In parallel, ISW notes that during a series of strikes in late June 2025, Ukraine managed to shoot down only one of seven Iskander-M/KN-23 missiles and none of four Kinzhals — a result that directly correlates with depleted reserves.
What exists and what is lacking
In April 2026, Raytheon signed a contract with Ukraine for $3.7 billion for supplies of PAC-2 GEM-T interceptors. A key role in production is to be played by a new plant in Schrobenhausen (Bavaria), which will operate through a joint venture COMLOG — Raytheon and MBDA Deutschland. Germany's Defense Ministry took on the financing.
"Raytheon is focused on maximizing production capacity, ensuring steady supplies of interceptors for the United States and allies like Ukraine"
— Phil Jasper, Raytheon president
But the production chain takes months, not weeks. That is precisely why Kyiv is seeking a solution from already available stocks: industrial capacity exists, but the current shortage is here and now.
What Kyiv offers and what Berlin considers
The deal mechanics: Berlin transfers missiles from Bundeswehr stocks now — and receives compensation through interceptors from future production. Essentially, this is an ammunition loan backed by a production contract. One of Bloomberg's sources confirmed that supplies of American-made interceptors to Ukraine are proceeding on schedule.
Berlin, according to sources, is considering the request. Defense Minister Boris Pistorius negotiated with Pete Hegseth back in July 2025 about transferring two Patriot batteries — the issue was then planned to be resolved "quickly and quietly." The current request concerns only missiles, not batteries.
- Kyiv's request: dozens of interceptors from Bundeswehr stocks during 2026
- Proposed compensation: interceptors from future production (timelines not disclosed)

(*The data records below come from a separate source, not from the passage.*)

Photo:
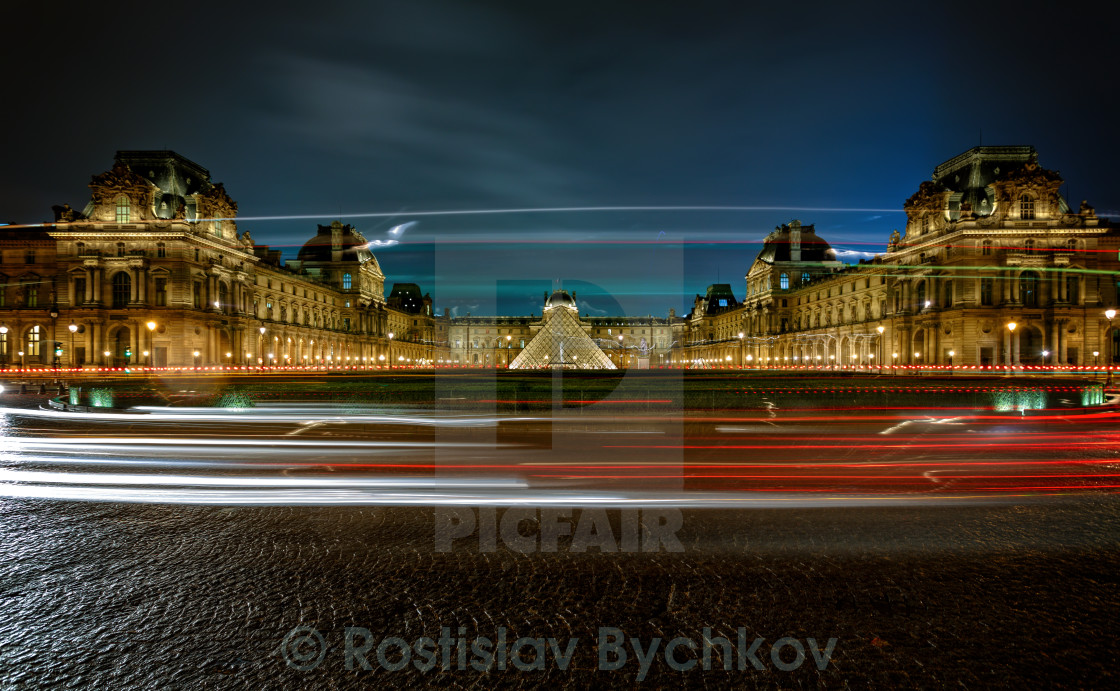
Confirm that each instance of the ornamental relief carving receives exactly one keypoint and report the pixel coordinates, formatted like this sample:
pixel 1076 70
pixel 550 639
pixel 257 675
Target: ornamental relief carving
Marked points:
pixel 108 186
pixel 215 203
pixel 930 197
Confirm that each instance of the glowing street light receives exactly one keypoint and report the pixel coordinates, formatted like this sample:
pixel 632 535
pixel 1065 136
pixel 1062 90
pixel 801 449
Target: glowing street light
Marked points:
pixel 880 328
pixel 1109 314
pixel 1010 344
pixel 73 329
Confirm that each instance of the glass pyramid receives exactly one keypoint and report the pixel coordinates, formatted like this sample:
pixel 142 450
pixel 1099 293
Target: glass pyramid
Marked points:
pixel 561 343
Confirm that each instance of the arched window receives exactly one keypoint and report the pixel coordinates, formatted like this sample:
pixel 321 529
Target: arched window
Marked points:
pixel 1028 289
pixel 123 208
pixel 122 289
pixel 34 341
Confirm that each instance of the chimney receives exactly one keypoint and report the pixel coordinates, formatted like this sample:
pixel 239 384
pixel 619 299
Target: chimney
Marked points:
pixel 336 235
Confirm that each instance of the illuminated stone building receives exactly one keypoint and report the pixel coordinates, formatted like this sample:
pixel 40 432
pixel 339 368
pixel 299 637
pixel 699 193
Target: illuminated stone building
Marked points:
pixel 156 271
pixel 989 243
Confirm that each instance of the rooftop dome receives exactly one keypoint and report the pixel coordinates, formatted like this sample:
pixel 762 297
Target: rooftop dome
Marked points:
pixel 336 236
pixel 795 243
pixel 560 298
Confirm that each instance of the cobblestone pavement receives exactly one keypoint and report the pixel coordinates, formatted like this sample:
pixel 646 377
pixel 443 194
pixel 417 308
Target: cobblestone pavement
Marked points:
pixel 141 596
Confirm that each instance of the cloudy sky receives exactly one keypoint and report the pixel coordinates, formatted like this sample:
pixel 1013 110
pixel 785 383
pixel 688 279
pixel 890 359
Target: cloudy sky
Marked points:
pixel 831 113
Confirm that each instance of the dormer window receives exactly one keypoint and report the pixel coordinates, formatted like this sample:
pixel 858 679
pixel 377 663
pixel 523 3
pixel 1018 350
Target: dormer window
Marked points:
pixel 123 208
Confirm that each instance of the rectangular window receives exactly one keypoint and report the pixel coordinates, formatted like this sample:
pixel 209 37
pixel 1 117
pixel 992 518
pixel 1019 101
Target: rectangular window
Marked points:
pixel 122 209
pixel 987 288
pixel 1072 290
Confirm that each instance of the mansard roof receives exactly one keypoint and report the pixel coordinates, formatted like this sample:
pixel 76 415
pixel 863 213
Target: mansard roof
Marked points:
pixel 785 242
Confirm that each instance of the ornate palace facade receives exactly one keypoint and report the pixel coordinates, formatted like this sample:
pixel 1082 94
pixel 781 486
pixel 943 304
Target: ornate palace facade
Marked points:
pixel 994 269
pixel 154 271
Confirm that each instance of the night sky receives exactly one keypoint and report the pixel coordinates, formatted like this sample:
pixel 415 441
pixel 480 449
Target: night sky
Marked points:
pixel 832 114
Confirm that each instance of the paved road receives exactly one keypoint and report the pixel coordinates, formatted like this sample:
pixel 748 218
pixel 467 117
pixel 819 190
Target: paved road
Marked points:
pixel 936 551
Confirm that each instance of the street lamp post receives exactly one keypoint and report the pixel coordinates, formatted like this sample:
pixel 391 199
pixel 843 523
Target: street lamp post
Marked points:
pixel 260 348
pixel 880 328
pixel 73 328
pixel 151 334
pixel 1109 314
pixel 1010 345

- Status: Berlin is considering, no decision announced
- Parallel track: Raytheon contract for $3.7 billion — long-term but not urgent solution
The real crux of the problem is not whether Berlin will agree in principle, but how many interceptors the Bundeswehr can transfer without critically weakening its own air defense. If Germany agrees and the "ammunition credit" mechanism works — it could become a template for similar requests to other allies with Patriot stocks.